Tropes/archetypes are a tool that lets you reduce exposition. Whenever you invoke a n archetype, you bring in between a paragraph and a page worth of description, which you can add more details to by describing how the situation or character diverges from the trope.
Tropes and archetypes are useful because they reflect reality in some way. They're actually how we see the world. When information is scarce or coming in too fast to process, our brains do a fast-approximation and fit the people and places around us into iconography drawn from our past experience. If you've seen one bearded, bald-headed biker dude, your brain makes a fuzzy image of that, and then fits all the other biker dudes you meet into that iconography. This iconography is overwritten as more data comes in, and that biker dude becomes Dave Jorgenson, the Weekend Warrior with strong opinions on barbecue sauce, but the iconography remains in your head. The tropes and archetypes become tools in the toolbox your brain uses to understand the world.
The amazing thing about fiction is that it allows us to gain understanding of new archetypes without experiencing them directly. We live the lives of fictional characters, and because those characters and the stories they inhabit reflect reality, we gain an understanding of the real world.
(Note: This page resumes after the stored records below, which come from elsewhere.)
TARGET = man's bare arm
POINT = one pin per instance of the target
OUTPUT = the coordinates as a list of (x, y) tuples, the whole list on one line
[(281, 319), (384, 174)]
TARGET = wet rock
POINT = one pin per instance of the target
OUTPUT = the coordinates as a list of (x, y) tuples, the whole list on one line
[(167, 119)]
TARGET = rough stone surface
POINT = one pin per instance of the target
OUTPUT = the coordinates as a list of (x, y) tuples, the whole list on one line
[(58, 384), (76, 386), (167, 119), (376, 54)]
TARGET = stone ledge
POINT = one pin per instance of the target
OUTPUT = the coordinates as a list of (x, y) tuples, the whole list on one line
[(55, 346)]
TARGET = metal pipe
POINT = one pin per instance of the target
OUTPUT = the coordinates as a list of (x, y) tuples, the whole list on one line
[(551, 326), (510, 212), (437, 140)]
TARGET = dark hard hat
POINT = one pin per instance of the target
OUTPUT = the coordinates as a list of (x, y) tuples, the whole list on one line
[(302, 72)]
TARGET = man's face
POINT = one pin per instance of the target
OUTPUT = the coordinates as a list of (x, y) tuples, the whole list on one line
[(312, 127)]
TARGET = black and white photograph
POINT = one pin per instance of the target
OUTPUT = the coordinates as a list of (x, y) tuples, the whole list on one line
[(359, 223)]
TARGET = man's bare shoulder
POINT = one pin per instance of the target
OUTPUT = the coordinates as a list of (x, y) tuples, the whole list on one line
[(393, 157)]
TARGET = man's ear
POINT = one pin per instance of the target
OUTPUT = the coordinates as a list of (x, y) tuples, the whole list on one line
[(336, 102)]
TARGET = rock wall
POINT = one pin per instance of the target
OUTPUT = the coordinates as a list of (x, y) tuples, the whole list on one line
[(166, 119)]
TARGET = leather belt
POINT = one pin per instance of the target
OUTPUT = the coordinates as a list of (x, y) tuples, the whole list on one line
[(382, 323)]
This might sound outlandish because fiction itself can be pretty outlandish, but fiction reflects reality, and you know it reflects reality because it gets popular when it resonates people and it gets iterated upon as people take the tropes out of the original story and use them to tell entirely new stories. That only happens when a trope contains an element of truth to it.
Lets take an extreme example: The mad scientist. For decades, popular culture was obsessed with the mad scientist. From when Mary Shelley penned the adventures of Doctor Frankenstein and HG Wells wrote about Dr. Moreau to the schlocky B-movies of the 1950s, the mad scientist was all the rage. And while there were no scientists turning corpses into jigsaw puzzles, the universities were filled with scientists and academics who insisted that God was dead and it was time to make the Modern Man, and scientists were dreaming of superweapons that previous generations had never dreamed possible, and more academics dreaming up new ideas and new inventions that would forever change the world.
I wonder if the Mad Scientist trope declined in popularity because we reached the point where we could no longer remember the world that was, and smart scientists with big ideas became passe.
Anyhow, fiction becomes trope-ey for two reasons. The first is when the author doesn't fill in the details. A mad scientist is just a mad scientist with a laboratory, and there's no detail to make him different and no effort to integrate him into the setting. Lacking that detail, he's just a plot device, not a human being. The other reason is when a trope gets so debased, it doesn't feel real anymore. It reflects some wishful reality that doesn't fit human experience. You see this more in woke or utopian fiction, where the author isn't concerned with telling a story so much as pushing an ideology.